Kaidan meets his eyes. "I can't let her."
In bed, Shepard is cold and distant, as if the little peace they made has shattered into pieces. She won't speak, won't cuddle, won't respond, and eventually he drifts into uneasy sleep.
In the morning he leaves her to her fitful slumber and goes to buy cheesepuffs. When he comes back, she's gone and Anderson won't tell him where.
"Tell me. I have a right to know."
"She's left the Citadel, Kaidan," Anderson says with a heavy sigh. "She made me promise not to tell. She said to tell you she just wants time and she'll contact you when she's ready. She said that she needs to figure some things out in a safe place, one she doesn't have to worry about being attacked, or drawing attackers to others around her. She wants you to be safe and she thinks by distancing herself from you, you will be."
No matter how Kaidan asks, pleads, orders or gets angry, Anderson remains unmoved and respectful of her wishes.
"She's safe.
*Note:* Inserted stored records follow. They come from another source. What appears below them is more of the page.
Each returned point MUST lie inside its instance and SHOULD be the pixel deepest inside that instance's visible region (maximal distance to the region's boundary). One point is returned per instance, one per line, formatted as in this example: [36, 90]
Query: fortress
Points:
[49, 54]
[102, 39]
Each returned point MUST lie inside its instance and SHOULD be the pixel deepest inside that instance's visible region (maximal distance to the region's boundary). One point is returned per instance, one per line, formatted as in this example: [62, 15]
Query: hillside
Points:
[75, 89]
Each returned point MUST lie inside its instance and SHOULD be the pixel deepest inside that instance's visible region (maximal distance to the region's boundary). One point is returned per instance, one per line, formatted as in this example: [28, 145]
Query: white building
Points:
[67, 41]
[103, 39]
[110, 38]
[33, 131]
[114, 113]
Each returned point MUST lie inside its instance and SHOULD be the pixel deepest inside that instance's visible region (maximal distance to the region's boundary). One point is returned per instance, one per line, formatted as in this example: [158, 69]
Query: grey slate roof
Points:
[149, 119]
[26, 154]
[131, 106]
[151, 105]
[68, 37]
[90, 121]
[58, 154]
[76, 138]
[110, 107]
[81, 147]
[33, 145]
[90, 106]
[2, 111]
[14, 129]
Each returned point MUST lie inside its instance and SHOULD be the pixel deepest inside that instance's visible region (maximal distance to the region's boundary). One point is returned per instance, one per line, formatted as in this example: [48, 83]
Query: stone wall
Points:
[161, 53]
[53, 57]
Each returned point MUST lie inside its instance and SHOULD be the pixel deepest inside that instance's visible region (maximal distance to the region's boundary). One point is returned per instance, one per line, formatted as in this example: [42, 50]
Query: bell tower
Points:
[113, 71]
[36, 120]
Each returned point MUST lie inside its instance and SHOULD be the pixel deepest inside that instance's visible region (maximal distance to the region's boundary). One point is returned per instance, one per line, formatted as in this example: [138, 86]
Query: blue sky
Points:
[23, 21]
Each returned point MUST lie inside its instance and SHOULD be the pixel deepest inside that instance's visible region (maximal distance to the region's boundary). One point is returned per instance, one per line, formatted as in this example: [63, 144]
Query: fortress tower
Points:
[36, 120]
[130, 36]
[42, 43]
I made sure of it and she'll keep in touch."
"That's cold comfort," Kaidan snarls, on the verge of punching him in the face. "With all due respect, sir, kiss my ass."
He spends the rest of his leave searching for her in forgotten places, even taking a shuttle to Intai'sei and walking through her desolate and empty apartment.
The still dirty bed sheets mock him, whisper to him, and laugh at his folly.
He sits on the bed and thinks, This is where our lives changed forever. Where I ruined everything by falling in love with a ghost.